Term query is case sensitive for some but not for others

What could be the reason that a term query behaves case sensitive in some installations and case insensitive in others? In the mapping the affected field is of type keyword. Both installations use the same Docker Compose setup with ES 8.10.2 and both use exactly the same mapping for the index. (excerpt of which included at the bottom)

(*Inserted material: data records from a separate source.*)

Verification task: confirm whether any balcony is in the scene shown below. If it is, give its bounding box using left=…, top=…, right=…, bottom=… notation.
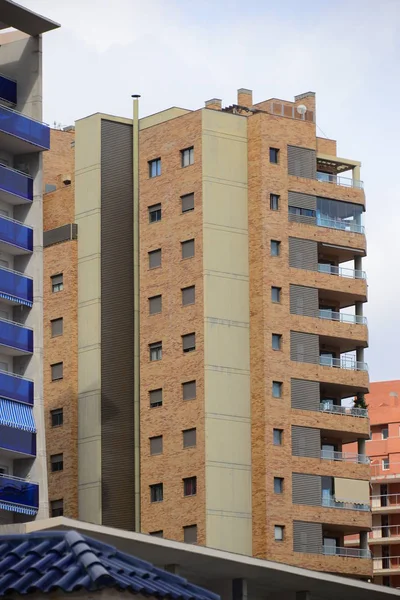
left=0, top=319, right=33, bottom=356
left=0, top=164, right=33, bottom=204
left=0, top=474, right=39, bottom=515
left=0, top=371, right=34, bottom=406
left=0, top=73, right=17, bottom=105
left=0, top=105, right=50, bottom=154
left=0, top=267, right=33, bottom=306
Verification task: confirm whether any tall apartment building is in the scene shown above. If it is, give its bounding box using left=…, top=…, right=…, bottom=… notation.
left=46, top=89, right=372, bottom=577
left=0, top=0, right=59, bottom=525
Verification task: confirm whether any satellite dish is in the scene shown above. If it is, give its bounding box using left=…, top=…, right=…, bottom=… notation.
left=297, top=104, right=307, bottom=115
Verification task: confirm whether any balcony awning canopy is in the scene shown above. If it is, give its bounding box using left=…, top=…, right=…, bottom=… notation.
left=0, top=398, right=36, bottom=433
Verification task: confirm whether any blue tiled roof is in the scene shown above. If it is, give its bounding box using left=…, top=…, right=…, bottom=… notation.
left=0, top=531, right=219, bottom=600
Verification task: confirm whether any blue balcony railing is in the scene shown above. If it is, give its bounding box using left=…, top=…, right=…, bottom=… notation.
left=0, top=73, right=17, bottom=104
left=0, top=165, right=33, bottom=202
left=0, top=267, right=33, bottom=306
left=0, top=106, right=50, bottom=150
left=0, top=215, right=33, bottom=252
left=0, top=475, right=39, bottom=514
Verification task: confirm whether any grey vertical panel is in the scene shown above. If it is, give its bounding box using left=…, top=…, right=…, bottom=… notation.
left=293, top=521, right=322, bottom=554
left=289, top=284, right=318, bottom=317
left=101, top=120, right=135, bottom=530
left=289, top=237, right=318, bottom=271
left=292, top=425, right=321, bottom=458
left=288, top=146, right=317, bottom=179
left=290, top=379, right=320, bottom=410
left=290, top=331, right=319, bottom=365
left=292, top=473, right=321, bottom=506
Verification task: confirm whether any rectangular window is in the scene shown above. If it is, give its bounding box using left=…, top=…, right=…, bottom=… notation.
left=271, top=240, right=281, bottom=256
left=50, top=500, right=64, bottom=517
left=182, top=381, right=196, bottom=400
left=149, top=342, right=162, bottom=362
left=183, top=477, right=197, bottom=496
left=50, top=454, right=64, bottom=473
left=149, top=248, right=161, bottom=269
left=148, top=203, right=161, bottom=223
left=50, top=408, right=64, bottom=427
left=181, top=194, right=194, bottom=212
left=50, top=317, right=64, bottom=337
left=181, top=285, right=195, bottom=306
left=150, top=483, right=164, bottom=502
left=269, top=194, right=280, bottom=210
left=150, top=435, right=163, bottom=455
left=271, top=286, right=282, bottom=304
left=149, top=158, right=161, bottom=177
left=272, top=381, right=282, bottom=398
left=183, top=525, right=197, bottom=544
left=272, top=333, right=282, bottom=350
left=181, top=146, right=194, bottom=167
left=182, top=427, right=196, bottom=448
left=181, top=240, right=194, bottom=258
left=182, top=333, right=196, bottom=352
left=51, top=363, right=64, bottom=381
left=149, top=294, right=162, bottom=315
left=149, top=388, right=162, bottom=408
left=51, top=273, right=64, bottom=294
left=273, top=429, right=283, bottom=446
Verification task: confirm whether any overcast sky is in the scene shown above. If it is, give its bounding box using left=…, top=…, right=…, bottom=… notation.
left=24, top=0, right=400, bottom=381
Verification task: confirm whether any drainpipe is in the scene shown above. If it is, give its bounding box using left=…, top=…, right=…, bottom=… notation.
left=132, top=94, right=140, bottom=531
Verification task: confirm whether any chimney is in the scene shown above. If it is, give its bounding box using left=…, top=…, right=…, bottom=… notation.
left=205, top=98, right=222, bottom=110
left=238, top=88, right=253, bottom=108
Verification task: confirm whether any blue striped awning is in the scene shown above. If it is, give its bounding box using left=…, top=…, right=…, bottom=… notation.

The only obvious difference I see is that one is on Intel Mac while the other is on Arm Mac.

Mapping excerpt

{
  "settings": {
    "analysis": {
      "analyzer": {
        "standard_html": {
          "char_filter": [
            "html_strip"
          ],
          "tokenizer": "standard",
          "filter": [
            "lowercase"
          ]
        }
      }
    }
  },
  "mappings": {
    "properties": {
      "content": {
        "type": "text",
        "analyzer": "standard_html"
      },
      "title": {
        "type": "text",
        "analyzer": "standard_html"
      },
      "meta": {
        "properties": {
          "createdAt": {
            "type": "date",
            "format": "strict_date_time"
          },
          "project": {
            "properties": {
              "type": {
                "type": "keyword"
              },
              "name": {
                "type": "keyword"
              }
            }
          }
        }
      }
    }
  }
}

Example query

GET /my-index/_search
{
    "query": {
        "bool": {
            "filter": [
                {
                    "term": {
                      "meta.project.type": {
                        "value": "COMPONENT"
                      }
                    }
                }
            ],
            "must": [
                {
                    "multi_match": {
                        "fields": [
                            "content",
                            "title"
                        ],
                        "query": "graph",
                        "tie_breaker": 0.3
                    }
                }
            ]
        }
    }
}

The actual value in the indexed documents for meta.project.type is "COMPONENT". The query works for me. However, a co-worker needs to query for "component" to get any hits (or use "case_insensitive": true).

Hi @paulmuller

You have an analyzer using the text field.
The meta.project.type field is keyword, that is, the filter using this field will only work if the search term is exactly the same as the one indexed.

Note the difference here:

POST idx_test/_analyze
{
 "field": "meta.project.type",
 "text": ["component", "COMPONENT"]
}

You can case_insensitive during the search query, but if you want to index lowercase data in a keyword field, I recommend using normalizer.
See more details here: normalizer | Elasticsearch Guide [8.14] | Elastic

Sorry, maybe a misunderstanding. I am aware of the text vs. keyword differences (I think) but that's not the point here.

What I am seeing is this

  • I filter for "meta.project.type": {"value": "COMPONENT"} and get hits that have "project": {"type": "COMPONENT"} - as expected.
  • A colleague who has the same ES setup through Docker Compose, the same mapping, the same source documents to index needs to filter for "meta.project.type": {"value": "component"} to get any hits.

I have no idea what might cause this behavior. We can work around it by using a case insensitive term query but I'd much rather understand the root cause.

Oh bummer, we found the issue. :slight_smile: :frowning:

I asked to colleague to send me their GET /my-index/_mapping output. It turns they we're NOT using the latest mapping definition as checked into Git when they created the index, sigh.